Normally reflection law is deduced from Fermat's principle (e.g. here) for a planar mirror. Also some other mirror surfaces can be studied (e.g. here they treat a spherical mirror). Is there some article or book where they treat a general smooth surface to deduce that the incident angle of the ray is the same angle as the reflected angle?

If not, could you give me any hint as to how to treat this problem (with geometrical optics)? I appreciate your help.

The overall concept of the proof isn't too difficult, especially if you've studied calculus of variations. If we've already proved the case for a planar mirror, it's not difficult to see that any curved mirror surface can be locally approximated by a planar surface (if you zoomed in far enough, the curved mirror would look flat). The same equal-angle reflection law should hold.

For the same argument stated more formally, to find the path of minimum time (or more correctly, stationary time) in accordance with Fermat's principle, we're interested in a path where first order perturbations to the path yield variations in time that are 0 to the first order (in other words, the derivative of time with respect to some path variable is 0). Thus we can make a first order approximation to the surface without affecting the proof in any dramatic way.

If you're interested in an entirely mathematical proof of the same concept, you can follow mostly the same steps as in proving the case for a planar mirror. Start by choosing an initial point and final point for your ray, and by defining your surface (if you're working in 3 dimensions, this will be a 2 dimensional plane. If you're working in a simplified 2 dimensions, this will be a line). Then you'll want to parameterize your position along your surface (this will need two variables for a plane, or a single variable for position on a line. A convenient variable for the line is path length, especially for a generic curve). Then write out the total time based on the distance between points, take the derivative with respect to your chosen parameter, and set it to 0.

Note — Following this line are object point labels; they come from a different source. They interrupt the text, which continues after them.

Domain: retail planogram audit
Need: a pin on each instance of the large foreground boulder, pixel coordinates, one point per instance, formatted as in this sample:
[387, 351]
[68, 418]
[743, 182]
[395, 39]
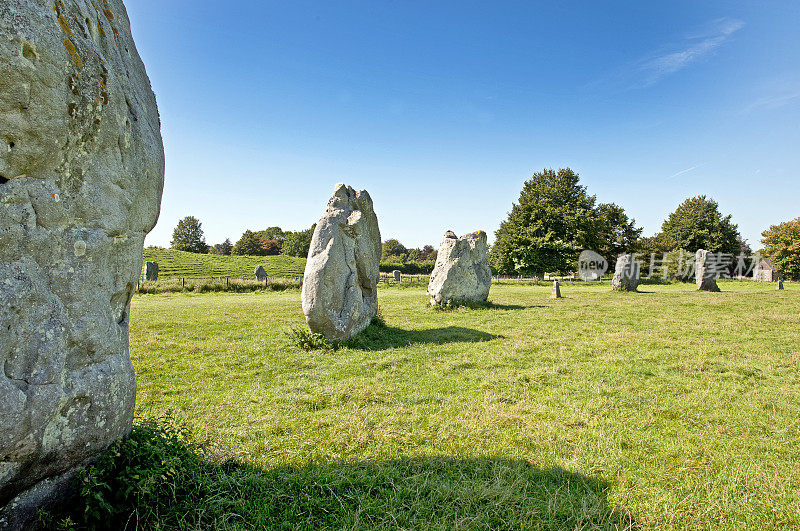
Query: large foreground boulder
[626, 274]
[81, 176]
[340, 295]
[706, 271]
[461, 273]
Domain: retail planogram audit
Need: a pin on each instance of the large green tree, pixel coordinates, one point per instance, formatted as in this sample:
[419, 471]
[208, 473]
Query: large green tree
[248, 244]
[272, 233]
[615, 233]
[188, 236]
[782, 247]
[553, 220]
[298, 243]
[697, 223]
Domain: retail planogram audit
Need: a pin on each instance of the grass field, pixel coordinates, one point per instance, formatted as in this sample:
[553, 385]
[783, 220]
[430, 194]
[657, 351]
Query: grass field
[667, 409]
[173, 263]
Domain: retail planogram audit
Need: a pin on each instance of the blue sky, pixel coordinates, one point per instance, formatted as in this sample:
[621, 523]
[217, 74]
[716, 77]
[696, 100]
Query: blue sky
[442, 109]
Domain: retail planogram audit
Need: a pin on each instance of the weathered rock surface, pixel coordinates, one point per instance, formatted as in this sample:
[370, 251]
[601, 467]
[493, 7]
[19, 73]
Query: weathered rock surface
[555, 292]
[626, 274]
[462, 271]
[82, 168]
[151, 271]
[705, 272]
[339, 294]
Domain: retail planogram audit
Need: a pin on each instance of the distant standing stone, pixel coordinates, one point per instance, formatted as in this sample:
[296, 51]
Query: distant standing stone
[462, 270]
[556, 291]
[151, 271]
[340, 295]
[704, 273]
[626, 274]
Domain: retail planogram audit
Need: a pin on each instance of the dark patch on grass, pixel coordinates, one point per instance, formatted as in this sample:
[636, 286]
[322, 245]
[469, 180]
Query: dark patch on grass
[380, 336]
[160, 478]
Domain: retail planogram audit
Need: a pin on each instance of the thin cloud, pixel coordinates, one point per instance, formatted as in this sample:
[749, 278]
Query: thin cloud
[687, 170]
[651, 69]
[691, 50]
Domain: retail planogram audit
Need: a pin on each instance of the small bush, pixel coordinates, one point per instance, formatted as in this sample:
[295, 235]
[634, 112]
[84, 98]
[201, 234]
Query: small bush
[158, 476]
[307, 340]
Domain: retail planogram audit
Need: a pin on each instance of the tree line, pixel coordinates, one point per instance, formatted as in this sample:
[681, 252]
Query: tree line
[554, 219]
[188, 236]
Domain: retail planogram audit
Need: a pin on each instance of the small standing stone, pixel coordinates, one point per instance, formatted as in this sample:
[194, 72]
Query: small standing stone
[705, 275]
[556, 292]
[626, 274]
[462, 270]
[151, 271]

If you follow these steps using generic points and variables, this will yield a relation equivalent to the angles being equal.

• I thought about that first approximation. However there are cases where the variations of light paths do not affect the total time. For instance, a light bulb in one of the focii of an elliptical mirror sends a ray of light that touches the surface. It will reflect the ray towards the other focus. Paths near to the point of incidence on the surface will yield the same ammount of time. Commented Feb 10, 2016 at 18:14
• If you think the local flat surface approximation doesn't work, I challenge you to go through the formal mathematical steps. You'll find that the same approximation occurs naturally when you take the derivative of the curved surface. The elliptical mirror isn't a counterexample. Approximating the local surface as flat tells you whether the point about which you made the approximation is a solution. It doesn't yield any information about neigbouring points. There's no reason neigbouring points can't also be solutions. Commented Feb 10, 2016 at 19:48

Let the ray intersect the surface; at that point erect a plane tangent to the surface, and a ray normal to the tangent plane. You can do this with any surface - use the gradient operator if you have had vector calculus.

The ray now interacts wrt the tangent plane, and the angles are measured wrt the surface normal - and you can apply Snell's law directly, or the law of reflection. As you move a finite distance, the ray over will have a different tangent plane and surface normal.